Ho trascorso uno splendido pomeriggio in compagnia di circa 100 adulti ed 80 bambini per una iniziativa promosso da Slow Food Ravenna: visita guidata e laboratori didattici presso il Caseificio Buon Pastore, via Fiorello 14/A, Sant’Alberto (RA). L’azienda si trova in prossimità dell’ingresso al Parco Delta del Po e presenta una vocazione “green”: il fabbisogno elettrico è interamente coperto dalla produzione di energia ottenuta da pannelli solari, così come da pale eoliche ivi collocate.

Qui si allevano ovini, come da tradizione in Sardegna, e si confezionano formaggi di qualità. Si possono distinguere 4 tipologie: freschi, cremosi, stagionati e specialità. I formaggi del Buon Pastore derivano da una filiera corta, che va dalla produzione scrupolosa dei foraggi all’allevamento della mandria, dalla trasformazione del latte in formaggi, fino alla sua vendita diretta. L’evento, promosso dalla Rete Giovani di Slow Food Ravenna, con la collaborazione di Solar Farm e Res Italia, prevedeva laboratori didattici di orticoltura, produzione della ricotta e del miele, visita all’ovile ed una ricca e golosa merenda per i bimbi. Agli adulti non restava che osservare e curiosare in azienda.

Mi sono goduta la visita all’ovile, coi bimbi piuttosto sorpresi e incuriositi dal fatto di non poter accedere alla mungitura, che si svolge quotidianamente, se non attraverso pannelli trasparenti atti a garantire le condizioni igienico-sanitarie degli animali. Più spazio era loro concesso davanti alle api, e ampiamente documentata la produzione locale del miele. Non sono mancati gli assaggi, con prodotti di ottima qualità e consistenza.

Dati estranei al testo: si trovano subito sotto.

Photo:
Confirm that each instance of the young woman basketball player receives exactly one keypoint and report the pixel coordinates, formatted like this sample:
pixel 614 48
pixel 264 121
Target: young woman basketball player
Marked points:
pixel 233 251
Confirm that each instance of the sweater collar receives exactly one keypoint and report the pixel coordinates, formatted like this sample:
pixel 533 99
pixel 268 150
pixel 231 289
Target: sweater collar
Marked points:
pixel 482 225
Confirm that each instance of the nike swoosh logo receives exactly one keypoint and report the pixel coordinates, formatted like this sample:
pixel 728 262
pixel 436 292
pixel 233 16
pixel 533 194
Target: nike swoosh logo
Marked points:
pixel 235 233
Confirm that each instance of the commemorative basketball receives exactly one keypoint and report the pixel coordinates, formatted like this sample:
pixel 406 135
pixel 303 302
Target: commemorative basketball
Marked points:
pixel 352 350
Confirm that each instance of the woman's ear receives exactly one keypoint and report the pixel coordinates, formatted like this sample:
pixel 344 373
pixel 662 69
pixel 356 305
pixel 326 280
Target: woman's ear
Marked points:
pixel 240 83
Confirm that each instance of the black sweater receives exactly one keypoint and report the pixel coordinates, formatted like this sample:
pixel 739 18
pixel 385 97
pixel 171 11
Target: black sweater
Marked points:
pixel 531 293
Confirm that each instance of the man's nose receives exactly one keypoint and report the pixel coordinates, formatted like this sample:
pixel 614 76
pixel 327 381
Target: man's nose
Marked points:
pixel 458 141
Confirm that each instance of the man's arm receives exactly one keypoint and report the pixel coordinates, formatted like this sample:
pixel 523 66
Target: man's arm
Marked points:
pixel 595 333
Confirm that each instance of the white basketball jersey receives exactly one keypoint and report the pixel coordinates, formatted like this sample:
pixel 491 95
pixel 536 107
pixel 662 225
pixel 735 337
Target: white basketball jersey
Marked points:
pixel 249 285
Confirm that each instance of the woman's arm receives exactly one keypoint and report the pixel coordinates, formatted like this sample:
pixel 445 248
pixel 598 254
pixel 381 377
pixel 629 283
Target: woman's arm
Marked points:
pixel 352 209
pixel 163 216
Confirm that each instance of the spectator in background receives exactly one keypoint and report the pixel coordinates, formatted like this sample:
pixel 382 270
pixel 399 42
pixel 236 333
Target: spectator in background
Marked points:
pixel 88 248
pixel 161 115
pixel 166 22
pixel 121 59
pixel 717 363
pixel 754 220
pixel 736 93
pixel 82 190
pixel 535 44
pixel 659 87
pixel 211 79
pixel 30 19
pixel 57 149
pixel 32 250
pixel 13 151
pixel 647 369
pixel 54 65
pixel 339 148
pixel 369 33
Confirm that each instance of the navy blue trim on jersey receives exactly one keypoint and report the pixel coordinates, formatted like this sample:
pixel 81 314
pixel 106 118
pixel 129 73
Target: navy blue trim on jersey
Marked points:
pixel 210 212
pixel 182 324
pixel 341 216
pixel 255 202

Interessante il laboratorio dedicato a una novità tra i prodotti di eccellenza della produzione agroalimentare in Romagna: l’aglio nero di Voghiera, presentato dalla società Nero Fermento di Ravenna. Si tratta di aglio nero prodotto dalla fermentazione di aglio nero di Voghiera Dop, lasciato fermentare in un ambiente ad umidità e temperature controllate per almeno 60 giorni.

L’aglio ottenuto da questo procedimento risulta più facilmente digeribile e all’assaggio presenta alcune note caratteristiche: esso assume note umami, balsamiche, acide, fermentate e zuccherine, che ne fanno qualcosa di unico ed esclusivo. In cucina se ne raccomanda l’uso in abbinamento a carni e pesce, ma è anche ottimo su risotti e zuppe. Personalmente l’ho testato una prima volta in sede di laboratorio e una seconda volta in sede di aperitivo, accompagnato da ricotta e pane. Sicuramente molto particolare, dal gusto intenso, per palati esigenti.

L’aperitivo, consumato intorno alle 18.00 tra le balle di paglia, ci ha portati a degustare i formaggi del Caseificio Buon Pastore e i vini della cantina Buon Pastore. Tante magnifiche sorprese gustative che ho poi ritrovato nello spaccio aziendale, aperto al pubblico fino a tarda sera in occasione dell’evento. Il mio vino preferito? Un bianco fermo dal nome “Sant’Apollinare”.

Cosa mi sono portata a casa? La voglia di ritornare e di organizzare eventi in futuro in questa splendida location. Non è poco, se pensate alla qualità di siti simili che io visito nel corso di un anno solare. Grazie quindi di cuore agli organizzatori per avermi concesso di entrare in contatto con questa straordinaria realtà di successo imprenditoriale in Romagna. Volete gli orari di apertura dello spaccio? Il lunedì solo dalle 14.30 alle 18.30, il sabato solo dalle 9.30 alle 12.30, chiusura il giovedì, i restanti giorni aperto sia mattino che pomeriggio. Fatene buon uso!